Thanks again and good luck!

bernardoaraujor commented 6 years ago

Thanks for the response guys!

@lakiw, isn't it possible to generate the guesses into a file (with sorted probabilities), and then use it as a wordlist with hashcat? I mean, guesses don't really need to be generated on the fly with the cracking, do they?

lakiw commented 6 years ago

pcfg_manager.py outputs all guesses to stdout, (Side note: it also outputs status/error messages to stderr so that way they aren't passed to the backend cracker). Therefore you can pipe those guesses one time to a file to create an input dictionary. I don't have a "only generate X number of guesses" option though so it's up to you to limit the number of guesses that actually gets saved, (I could add that as a feature if you want but the guess generation is already way too slow so I'm hesitant to add extra checks there).

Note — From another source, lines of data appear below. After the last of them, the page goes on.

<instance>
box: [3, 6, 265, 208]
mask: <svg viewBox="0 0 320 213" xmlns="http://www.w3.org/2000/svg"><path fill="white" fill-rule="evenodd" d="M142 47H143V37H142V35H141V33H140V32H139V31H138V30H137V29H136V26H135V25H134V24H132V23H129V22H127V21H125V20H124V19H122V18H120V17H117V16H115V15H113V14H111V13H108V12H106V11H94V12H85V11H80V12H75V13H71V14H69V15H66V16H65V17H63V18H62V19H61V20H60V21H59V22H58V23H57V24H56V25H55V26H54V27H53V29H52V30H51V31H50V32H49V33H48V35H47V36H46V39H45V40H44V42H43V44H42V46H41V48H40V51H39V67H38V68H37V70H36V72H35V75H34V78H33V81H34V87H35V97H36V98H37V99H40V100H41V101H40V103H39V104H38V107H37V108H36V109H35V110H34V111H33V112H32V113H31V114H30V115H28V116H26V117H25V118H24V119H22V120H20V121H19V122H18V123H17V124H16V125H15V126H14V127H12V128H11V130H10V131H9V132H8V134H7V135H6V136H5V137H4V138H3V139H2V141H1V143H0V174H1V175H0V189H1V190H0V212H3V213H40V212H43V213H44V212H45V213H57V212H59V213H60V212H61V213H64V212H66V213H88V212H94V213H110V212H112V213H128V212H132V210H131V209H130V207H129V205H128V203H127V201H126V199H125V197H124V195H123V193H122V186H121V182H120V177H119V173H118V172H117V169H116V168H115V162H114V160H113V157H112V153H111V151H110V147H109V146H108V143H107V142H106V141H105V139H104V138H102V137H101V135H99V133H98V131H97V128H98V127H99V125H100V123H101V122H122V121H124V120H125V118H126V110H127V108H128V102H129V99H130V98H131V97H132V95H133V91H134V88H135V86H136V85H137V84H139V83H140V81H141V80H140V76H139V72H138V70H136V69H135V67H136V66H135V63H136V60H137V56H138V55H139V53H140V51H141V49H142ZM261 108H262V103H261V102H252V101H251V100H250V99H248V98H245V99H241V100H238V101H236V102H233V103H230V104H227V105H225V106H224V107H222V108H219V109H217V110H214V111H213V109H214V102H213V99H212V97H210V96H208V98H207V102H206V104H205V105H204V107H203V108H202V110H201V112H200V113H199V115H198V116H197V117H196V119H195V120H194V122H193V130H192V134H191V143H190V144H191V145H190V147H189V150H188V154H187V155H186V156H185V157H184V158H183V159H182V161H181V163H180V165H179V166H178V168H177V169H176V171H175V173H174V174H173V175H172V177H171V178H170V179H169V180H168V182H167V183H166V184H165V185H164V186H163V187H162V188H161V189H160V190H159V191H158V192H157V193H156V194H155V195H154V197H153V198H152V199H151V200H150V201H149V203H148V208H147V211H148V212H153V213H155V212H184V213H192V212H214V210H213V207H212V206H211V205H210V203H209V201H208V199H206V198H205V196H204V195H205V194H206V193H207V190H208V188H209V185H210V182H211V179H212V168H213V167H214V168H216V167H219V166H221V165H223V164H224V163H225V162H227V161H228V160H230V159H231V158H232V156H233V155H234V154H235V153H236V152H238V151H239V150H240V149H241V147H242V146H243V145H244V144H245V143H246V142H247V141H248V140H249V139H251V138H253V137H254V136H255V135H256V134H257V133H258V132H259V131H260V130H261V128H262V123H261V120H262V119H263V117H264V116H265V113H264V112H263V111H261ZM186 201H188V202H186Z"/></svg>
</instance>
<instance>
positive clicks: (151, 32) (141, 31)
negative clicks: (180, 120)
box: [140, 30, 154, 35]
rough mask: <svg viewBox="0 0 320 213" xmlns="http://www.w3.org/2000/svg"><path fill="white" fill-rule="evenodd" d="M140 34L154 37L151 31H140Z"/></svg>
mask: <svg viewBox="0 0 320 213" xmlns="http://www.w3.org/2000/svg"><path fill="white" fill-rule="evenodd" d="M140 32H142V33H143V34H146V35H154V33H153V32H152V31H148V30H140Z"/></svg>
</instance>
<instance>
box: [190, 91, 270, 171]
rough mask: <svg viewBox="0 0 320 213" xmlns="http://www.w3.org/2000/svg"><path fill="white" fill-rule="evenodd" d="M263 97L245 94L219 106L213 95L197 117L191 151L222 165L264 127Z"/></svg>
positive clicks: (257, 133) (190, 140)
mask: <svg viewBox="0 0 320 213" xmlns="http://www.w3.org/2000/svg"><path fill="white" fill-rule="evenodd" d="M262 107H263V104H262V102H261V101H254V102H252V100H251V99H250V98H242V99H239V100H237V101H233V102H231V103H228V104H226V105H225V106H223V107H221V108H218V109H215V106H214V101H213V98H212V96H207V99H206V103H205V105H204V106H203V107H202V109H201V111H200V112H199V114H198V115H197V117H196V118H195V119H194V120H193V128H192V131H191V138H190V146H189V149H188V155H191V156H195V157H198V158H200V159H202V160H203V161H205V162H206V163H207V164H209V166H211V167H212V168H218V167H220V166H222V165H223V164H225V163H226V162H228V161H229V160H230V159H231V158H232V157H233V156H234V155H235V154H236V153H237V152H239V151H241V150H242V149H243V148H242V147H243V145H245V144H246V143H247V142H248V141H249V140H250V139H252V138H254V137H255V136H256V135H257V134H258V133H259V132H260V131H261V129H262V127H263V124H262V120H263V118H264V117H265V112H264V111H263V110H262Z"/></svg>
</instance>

lakiw commented 6 years ago

Just to clarify, by default pcfg_manager.py currently outputs all guesses in probability order to stdout. I may add a faster option in the future to generate guesses out of order using a threshold much like JtR's Markov mode currently does but that's likely a long way off. I'm also tempted to use some of the techniques OMEN currently uses now that I'm studying up on it. On yet another side tangent, the older C++ version of the pcfg_manager in the archived_work folder actually had some support to save sorted pre-terminals to a file. Depending on the grammar that could drastically reduce the size of the dictionary file while still saving all the work precomputing the probability order.

lakiw commented 6 years ago

Closing this issue now since it seems like the original question about the license has been answered. If you have any other questions feel free to keep asking them by opening another issue.